In a motion filed Wednesday, Fairway said it had made supplemental filings to answer the U.S. Trustee's Office's request for more information on the bonus programs, and that arguments that the benchmarks for bonus payments are too easy to reach ignore the difficulty of simultaneously arranging the sale of the company's assets and keeping its stores running under the current circumstances.

"As the global pandemic caused by COVID-19 continues to progress, news reports of the danger of non-remote work has made finding replacements an unprecedented struggle — more so than for any Chapter 11 debtor — while, at the same time, the importance of keeping grocery stores accessible and in operation has only grown," it said.

Fairway was asking the court for permission to make $1 million in payments to nine senior executives as part of a key employee incentive plan, or KEIP, and up to $1.3 million in payments to 25 employees as part of a key employee retention plan, or KERP.

Payments under the KEIP are tied to meeting certain financial benchmarks, while KERP payments are tied to employees who remain with the company through the Chapter 11 case.

In Wednesday's motion, the company said five of the original KERP participants have left the company since the motion was filed in February and that another seven names had been submitted in a supplement.

"As a result of the debtors' already lean workforce, the loss of any additional KERP participants will cause further disruption in operations and risk degradation in value of the debtors' estates," it said.

A month ago, the U.S. Trustee's Office filed an objection to the plans, saying Fairway did not provide the identities of the executives who will receive the bonuses and had failed to show that the benchmarks for the incentive plan were difficult enough to reach to justify the bonuses.

The United Food and Commercial Workers union had also filed an objection to the bonuses, but in Wednesday's motion, Fairway said the union had agreed to drop the objection as part of a $70 million pension settlement reached last month.

In the motion, Fairway said it had submitted supplementary declarations detailing the job titles of the bonus program participants. It said it had established that the retention program participants are not insiders and that the cost is reasonable.

It said while both the union and the trustee had questioned whether the benchmarks for the incentive payments were challenging enough — saying the $70 million stalking horse bid the company already has in hand from Village Super Market would be enough to trigger payments — the sale agreement also requires that Fairway stores remain in operation, which has presented a significant challenge under current circumstances.

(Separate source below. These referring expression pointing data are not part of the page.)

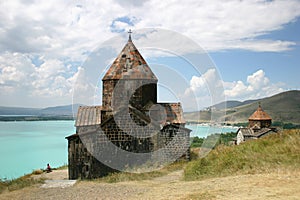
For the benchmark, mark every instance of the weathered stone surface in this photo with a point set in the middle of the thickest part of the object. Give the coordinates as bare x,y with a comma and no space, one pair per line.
131,121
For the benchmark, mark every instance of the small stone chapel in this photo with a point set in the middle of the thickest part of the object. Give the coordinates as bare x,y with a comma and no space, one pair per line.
129,122
259,126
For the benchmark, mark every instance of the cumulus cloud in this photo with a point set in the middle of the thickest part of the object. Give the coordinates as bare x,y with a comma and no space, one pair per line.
62,33
257,86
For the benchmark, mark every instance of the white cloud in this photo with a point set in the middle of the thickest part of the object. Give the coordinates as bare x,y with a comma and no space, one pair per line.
257,86
205,86
62,33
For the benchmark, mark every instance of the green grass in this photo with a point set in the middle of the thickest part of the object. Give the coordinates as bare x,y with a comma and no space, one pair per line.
18,183
125,176
278,151
24,181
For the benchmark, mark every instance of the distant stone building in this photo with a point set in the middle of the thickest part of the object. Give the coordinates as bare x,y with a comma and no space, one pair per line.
130,118
259,125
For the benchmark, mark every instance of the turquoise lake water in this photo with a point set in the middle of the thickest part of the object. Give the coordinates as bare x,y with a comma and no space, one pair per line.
29,145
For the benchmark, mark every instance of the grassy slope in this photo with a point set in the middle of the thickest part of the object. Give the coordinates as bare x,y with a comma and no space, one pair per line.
275,152
283,107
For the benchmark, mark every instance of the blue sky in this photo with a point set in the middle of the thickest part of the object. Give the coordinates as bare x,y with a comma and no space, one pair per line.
248,49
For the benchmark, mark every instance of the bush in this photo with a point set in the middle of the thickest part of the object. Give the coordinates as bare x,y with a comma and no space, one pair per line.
277,151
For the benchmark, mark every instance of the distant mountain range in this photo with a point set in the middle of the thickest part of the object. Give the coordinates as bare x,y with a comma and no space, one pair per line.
283,107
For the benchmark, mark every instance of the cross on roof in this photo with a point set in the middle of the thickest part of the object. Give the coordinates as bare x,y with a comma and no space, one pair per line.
129,32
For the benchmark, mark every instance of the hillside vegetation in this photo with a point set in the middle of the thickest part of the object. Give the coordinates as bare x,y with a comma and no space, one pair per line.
275,152
283,107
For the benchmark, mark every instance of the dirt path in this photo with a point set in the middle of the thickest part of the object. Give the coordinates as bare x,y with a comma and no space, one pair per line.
280,185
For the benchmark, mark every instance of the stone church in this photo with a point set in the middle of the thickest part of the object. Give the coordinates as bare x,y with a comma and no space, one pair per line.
259,126
130,128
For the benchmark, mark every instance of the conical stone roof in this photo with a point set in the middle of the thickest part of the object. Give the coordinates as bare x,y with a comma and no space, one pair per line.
129,65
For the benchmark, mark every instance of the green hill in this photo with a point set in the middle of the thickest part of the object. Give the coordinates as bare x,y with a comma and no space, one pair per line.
271,153
283,107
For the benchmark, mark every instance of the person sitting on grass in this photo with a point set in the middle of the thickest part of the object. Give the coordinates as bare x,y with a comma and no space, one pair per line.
48,169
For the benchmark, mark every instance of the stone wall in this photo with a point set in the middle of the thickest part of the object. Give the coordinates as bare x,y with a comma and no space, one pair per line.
82,165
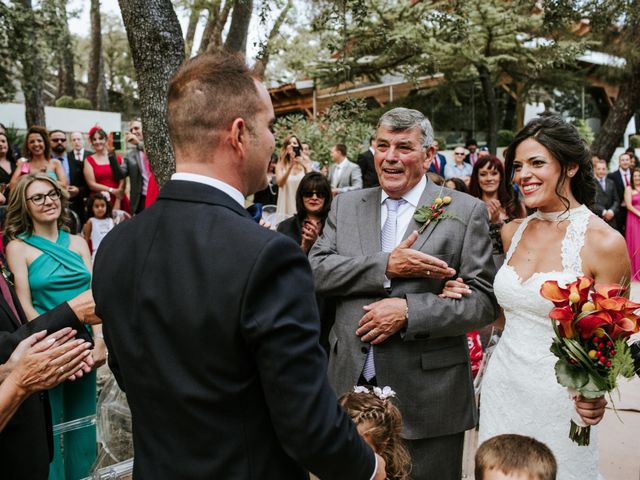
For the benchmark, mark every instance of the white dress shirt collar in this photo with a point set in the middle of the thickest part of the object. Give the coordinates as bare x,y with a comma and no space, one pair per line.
212,182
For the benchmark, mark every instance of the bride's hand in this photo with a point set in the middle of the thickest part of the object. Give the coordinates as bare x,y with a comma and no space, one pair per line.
591,410
455,289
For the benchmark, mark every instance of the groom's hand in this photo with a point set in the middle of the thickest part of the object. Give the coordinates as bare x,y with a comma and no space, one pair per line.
382,319
404,262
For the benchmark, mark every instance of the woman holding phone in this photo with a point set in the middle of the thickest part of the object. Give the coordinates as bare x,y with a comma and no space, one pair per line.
291,167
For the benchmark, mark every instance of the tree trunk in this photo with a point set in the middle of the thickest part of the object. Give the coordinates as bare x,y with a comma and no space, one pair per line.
68,74
491,104
32,80
263,57
93,86
626,104
237,37
157,48
196,9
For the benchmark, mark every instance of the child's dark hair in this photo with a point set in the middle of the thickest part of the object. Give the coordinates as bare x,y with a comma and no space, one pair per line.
384,432
512,453
104,198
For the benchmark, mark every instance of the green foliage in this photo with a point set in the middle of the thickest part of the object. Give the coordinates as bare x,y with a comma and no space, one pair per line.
585,132
340,124
634,141
83,104
505,137
65,102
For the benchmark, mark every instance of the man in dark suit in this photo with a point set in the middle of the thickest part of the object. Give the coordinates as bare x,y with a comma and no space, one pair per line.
365,162
136,166
76,157
606,204
622,179
218,348
439,161
26,442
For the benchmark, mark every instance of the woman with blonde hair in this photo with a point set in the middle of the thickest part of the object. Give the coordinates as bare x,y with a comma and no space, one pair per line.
291,167
50,267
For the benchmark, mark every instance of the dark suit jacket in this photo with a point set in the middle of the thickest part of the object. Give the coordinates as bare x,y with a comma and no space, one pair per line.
621,215
214,337
366,164
442,161
606,199
77,179
26,441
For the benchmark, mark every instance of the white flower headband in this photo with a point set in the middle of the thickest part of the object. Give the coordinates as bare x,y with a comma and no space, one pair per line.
381,393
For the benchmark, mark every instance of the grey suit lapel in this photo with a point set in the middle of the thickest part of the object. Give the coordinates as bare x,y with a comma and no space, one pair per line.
429,194
368,213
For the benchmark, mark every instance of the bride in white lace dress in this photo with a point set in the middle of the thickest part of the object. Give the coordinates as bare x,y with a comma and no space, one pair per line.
560,241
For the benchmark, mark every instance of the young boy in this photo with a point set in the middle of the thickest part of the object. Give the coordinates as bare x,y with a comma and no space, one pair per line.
514,457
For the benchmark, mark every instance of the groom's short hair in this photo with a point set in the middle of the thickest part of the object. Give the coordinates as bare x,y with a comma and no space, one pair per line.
206,94
516,454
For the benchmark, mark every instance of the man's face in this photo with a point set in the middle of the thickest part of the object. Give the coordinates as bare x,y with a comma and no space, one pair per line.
261,143
136,129
400,160
76,141
58,142
624,161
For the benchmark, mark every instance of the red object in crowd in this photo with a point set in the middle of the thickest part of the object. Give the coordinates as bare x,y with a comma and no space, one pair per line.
475,351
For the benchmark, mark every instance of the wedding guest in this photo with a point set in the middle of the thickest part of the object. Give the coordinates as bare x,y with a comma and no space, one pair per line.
606,203
488,183
622,179
563,239
632,231
291,167
51,267
514,456
459,168
237,388
7,163
102,171
456,184
379,422
38,158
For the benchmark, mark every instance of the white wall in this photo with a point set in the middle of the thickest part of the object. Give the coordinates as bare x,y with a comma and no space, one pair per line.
66,119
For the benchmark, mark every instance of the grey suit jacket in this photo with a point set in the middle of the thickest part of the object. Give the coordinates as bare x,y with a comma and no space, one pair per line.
131,167
428,363
350,177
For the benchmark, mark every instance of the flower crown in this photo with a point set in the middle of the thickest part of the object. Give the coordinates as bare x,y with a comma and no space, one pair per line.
381,393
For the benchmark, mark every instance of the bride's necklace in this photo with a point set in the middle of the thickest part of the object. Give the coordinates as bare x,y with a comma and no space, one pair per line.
562,215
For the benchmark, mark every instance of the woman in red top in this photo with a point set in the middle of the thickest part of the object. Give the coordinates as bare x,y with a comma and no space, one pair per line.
102,171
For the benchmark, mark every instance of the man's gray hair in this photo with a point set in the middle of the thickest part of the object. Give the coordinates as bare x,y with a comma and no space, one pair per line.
401,119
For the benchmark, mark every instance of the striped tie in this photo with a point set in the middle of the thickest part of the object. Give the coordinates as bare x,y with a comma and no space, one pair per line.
388,243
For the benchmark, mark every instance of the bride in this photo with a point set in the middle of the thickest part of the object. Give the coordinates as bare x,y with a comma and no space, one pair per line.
561,240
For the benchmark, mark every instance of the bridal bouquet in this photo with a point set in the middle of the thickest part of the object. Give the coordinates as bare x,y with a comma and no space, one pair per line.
591,327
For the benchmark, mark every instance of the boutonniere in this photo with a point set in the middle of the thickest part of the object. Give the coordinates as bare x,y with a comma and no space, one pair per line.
435,212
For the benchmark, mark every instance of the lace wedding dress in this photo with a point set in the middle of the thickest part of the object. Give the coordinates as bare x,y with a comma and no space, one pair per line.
520,393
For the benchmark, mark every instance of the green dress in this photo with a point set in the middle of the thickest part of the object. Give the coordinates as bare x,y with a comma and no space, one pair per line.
56,276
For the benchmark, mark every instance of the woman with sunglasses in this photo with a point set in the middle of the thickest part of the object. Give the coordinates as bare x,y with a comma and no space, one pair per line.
38,159
313,202
50,267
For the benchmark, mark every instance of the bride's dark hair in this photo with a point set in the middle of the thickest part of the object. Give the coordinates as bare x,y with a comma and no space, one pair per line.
566,146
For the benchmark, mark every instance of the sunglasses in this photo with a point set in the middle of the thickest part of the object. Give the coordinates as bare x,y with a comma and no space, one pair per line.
311,194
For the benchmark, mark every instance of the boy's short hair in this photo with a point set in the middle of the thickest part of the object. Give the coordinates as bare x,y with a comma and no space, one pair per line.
512,453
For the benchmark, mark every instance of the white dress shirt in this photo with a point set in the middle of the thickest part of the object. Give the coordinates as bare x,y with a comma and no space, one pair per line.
212,182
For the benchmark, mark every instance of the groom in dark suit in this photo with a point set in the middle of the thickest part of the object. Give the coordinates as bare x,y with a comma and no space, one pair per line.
211,325
391,327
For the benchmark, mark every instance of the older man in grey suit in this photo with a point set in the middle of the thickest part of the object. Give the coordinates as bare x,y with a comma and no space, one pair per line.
392,327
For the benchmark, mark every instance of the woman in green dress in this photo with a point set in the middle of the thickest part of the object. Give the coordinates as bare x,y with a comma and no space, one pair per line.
50,266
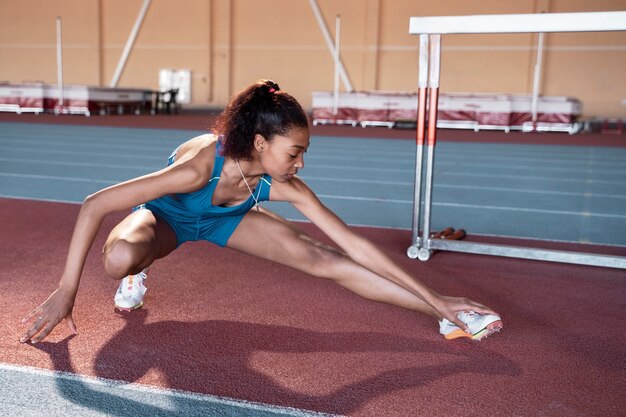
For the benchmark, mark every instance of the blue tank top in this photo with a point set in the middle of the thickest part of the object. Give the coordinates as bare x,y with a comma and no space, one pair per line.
198,203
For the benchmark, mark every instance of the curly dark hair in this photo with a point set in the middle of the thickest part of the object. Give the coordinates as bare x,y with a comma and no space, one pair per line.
260,108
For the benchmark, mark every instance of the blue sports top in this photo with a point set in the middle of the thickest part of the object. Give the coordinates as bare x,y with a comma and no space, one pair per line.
198,204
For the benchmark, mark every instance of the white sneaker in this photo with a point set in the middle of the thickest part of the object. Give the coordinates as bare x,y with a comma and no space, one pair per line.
129,295
480,325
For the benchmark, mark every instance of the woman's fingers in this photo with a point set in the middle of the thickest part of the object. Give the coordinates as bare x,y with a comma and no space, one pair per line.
34,329
32,314
44,332
71,324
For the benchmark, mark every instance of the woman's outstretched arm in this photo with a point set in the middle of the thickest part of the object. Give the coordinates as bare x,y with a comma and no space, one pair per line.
365,253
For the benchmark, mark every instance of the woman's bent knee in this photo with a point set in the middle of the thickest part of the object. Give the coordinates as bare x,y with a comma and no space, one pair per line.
121,258
325,262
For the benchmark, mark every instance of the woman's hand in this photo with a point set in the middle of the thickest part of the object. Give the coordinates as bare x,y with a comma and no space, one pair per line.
449,307
50,313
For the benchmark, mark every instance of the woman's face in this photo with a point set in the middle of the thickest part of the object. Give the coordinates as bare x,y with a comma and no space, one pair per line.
283,156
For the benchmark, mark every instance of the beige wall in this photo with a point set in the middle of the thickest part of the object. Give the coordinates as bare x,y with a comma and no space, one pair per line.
230,43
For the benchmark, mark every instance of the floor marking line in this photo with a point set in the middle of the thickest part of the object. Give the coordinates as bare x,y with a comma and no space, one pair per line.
154,390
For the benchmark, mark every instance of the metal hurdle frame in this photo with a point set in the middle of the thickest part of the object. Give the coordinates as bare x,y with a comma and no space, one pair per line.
430,31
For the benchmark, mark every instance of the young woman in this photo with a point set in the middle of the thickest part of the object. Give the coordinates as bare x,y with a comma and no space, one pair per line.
210,190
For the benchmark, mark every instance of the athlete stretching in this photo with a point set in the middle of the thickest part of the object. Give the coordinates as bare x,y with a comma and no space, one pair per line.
210,190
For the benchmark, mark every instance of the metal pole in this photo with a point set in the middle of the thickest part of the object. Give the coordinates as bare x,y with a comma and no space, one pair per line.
422,84
537,78
60,63
433,86
329,42
129,43
337,62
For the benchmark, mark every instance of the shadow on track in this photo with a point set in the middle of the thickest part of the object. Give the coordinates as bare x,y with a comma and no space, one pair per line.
214,357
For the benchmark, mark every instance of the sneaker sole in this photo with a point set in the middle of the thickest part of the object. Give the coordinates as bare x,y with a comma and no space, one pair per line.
481,334
138,306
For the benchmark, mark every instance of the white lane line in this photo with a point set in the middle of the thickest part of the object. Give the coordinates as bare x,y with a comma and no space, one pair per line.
115,386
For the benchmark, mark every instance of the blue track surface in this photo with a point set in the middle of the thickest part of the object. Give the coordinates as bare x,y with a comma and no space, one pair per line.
565,193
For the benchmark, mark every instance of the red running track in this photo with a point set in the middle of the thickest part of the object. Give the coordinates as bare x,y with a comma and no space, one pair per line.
223,323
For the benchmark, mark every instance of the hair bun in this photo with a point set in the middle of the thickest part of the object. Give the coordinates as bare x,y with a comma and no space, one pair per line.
272,87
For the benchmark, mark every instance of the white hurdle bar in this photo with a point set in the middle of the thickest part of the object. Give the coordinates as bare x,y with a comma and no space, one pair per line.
430,30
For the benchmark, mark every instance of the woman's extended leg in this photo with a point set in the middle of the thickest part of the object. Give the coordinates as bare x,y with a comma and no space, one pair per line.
266,235
136,242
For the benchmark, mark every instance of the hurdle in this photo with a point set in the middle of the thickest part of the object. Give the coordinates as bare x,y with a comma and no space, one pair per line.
430,31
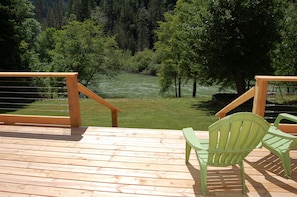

"To meet the performance metrics, the KEIP participants have been required to work long hours implementing the sale strategy within a compressed timeline while simultaneously dealing with the added pressures and workload brought on by the Chapter 11 cases and the coronavirus pandemic," Fairway said.

Fairway filed for Chapter 11 protection in January with $227 million in debt, blaming liquidity strains caused by a highly competitive grocery market and labor and pension costs for its majority-union workforce.

Counsel for Fairway and the union and representatives of the U.S. Trustee's Office did not immediately respond to requests for comment Thursday.

Fairway is represented by Ray C. Schrock, Sunny Singh and Jared Friedmann of Weil Gotshal & Manges LLP.

The U.S. trustee is represented by Greg M. Zipes.

The UFCW locals are represented by Richard M. Seltzer and Hanan B. Kolk of Cohen Weiss and Simon LLP.

The case is In re: Fairway Group Holdings Corp., case number 20-10161, in the U.S. Bankruptcy Court for the Southern District of New York.